In the year 2044, reality is an ugly place. The only time teenage Wade Watts really feels alive is when he's jacked into the virtual utopia known as the OASIS. Wade's devoted his life to studying the puzzles hidden within this world's digital confines, puzzles that are based on their creator's obsession with the pop culture of decades past and that promise massive power and fortune to whoever can unlock them. When Wade stumbles upon the first clue, he finds himself beset by players willing to kill to take this ultimate prize. The race is on, and if Wade's going to survive, he'll have to win—and confront the real world he's always been so desperate to escape.  (Summary and cover courtesy of goodreads.com)


I REALLY enjoyed this ready.  Was this the most unique premise?  No.  Did it fall into some stereotypes? Yes.  But overall, I found the read a really enjoyable experience.  I know some folks were disappointed with the way the book unfolded, but when you read it as a young adult book a lot of those annoyances drop away for me.  This is not a science fiction novel on the same level of, say Heinlein, but it doesn’t mean that it’s not a great book in its own right. 

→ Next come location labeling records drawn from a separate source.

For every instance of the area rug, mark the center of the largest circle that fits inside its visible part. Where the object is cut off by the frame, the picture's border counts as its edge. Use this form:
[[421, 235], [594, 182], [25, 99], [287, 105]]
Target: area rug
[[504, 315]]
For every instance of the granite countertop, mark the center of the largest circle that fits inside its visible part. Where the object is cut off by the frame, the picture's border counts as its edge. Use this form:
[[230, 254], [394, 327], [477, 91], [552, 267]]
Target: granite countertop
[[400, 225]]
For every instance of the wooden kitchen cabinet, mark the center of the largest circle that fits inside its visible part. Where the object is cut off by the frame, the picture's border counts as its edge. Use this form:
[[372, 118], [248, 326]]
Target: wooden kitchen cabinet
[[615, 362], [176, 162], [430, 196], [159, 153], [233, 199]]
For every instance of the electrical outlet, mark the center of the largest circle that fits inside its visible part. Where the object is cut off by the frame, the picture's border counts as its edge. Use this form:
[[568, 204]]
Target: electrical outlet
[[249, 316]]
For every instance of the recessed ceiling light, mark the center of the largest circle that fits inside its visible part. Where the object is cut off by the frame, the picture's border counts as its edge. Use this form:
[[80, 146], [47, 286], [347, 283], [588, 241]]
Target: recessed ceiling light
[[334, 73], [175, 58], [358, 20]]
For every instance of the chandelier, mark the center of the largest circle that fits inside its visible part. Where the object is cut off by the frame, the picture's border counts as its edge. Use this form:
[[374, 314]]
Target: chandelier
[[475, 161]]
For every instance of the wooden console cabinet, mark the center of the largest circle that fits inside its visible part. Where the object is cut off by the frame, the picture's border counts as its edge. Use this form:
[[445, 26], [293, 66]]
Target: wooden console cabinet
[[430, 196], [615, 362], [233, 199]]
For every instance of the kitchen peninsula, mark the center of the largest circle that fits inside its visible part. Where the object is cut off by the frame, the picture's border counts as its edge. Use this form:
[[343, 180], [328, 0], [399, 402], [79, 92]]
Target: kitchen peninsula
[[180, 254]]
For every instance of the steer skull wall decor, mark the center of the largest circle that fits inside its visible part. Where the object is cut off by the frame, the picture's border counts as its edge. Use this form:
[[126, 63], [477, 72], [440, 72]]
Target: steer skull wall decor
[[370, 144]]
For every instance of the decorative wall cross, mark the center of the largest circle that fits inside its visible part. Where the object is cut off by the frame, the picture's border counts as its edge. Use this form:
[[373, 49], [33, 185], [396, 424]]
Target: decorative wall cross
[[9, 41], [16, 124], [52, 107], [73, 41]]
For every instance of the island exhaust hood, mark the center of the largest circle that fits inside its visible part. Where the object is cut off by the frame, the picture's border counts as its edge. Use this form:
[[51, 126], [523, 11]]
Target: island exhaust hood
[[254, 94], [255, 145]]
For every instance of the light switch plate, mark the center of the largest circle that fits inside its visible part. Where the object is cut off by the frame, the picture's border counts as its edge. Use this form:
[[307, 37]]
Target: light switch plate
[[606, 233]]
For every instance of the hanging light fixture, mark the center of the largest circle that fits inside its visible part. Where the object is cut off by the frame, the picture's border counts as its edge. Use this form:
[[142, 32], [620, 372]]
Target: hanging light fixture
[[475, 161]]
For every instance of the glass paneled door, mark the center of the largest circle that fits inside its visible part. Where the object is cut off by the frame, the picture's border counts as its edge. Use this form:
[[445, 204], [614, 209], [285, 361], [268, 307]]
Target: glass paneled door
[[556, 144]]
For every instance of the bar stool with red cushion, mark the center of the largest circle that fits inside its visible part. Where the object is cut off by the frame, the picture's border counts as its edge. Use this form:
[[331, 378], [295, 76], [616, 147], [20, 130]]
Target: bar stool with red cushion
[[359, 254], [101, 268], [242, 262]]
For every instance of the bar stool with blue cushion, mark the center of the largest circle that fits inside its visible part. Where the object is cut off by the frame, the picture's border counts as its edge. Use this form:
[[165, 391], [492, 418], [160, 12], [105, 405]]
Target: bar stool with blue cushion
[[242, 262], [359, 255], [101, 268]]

Wade is an imperfect hero who grows and develops through the story and I really enjoyed seeing how he changed.  I also felt that some of the stereotypes fell away or were lessoned as the characters were discovered in real life.  In a sense, the competition forces all of them to become more engaged in the real world and learn how to handle everything associated with it.  You can have an epic video game experience, embrace your nerd-dom AND still have a pretty fantastic life.

Warning: Contains references to violence.

Rating: 5 stars!

Who should read it? Science Fiction, 80’s and young adult fans!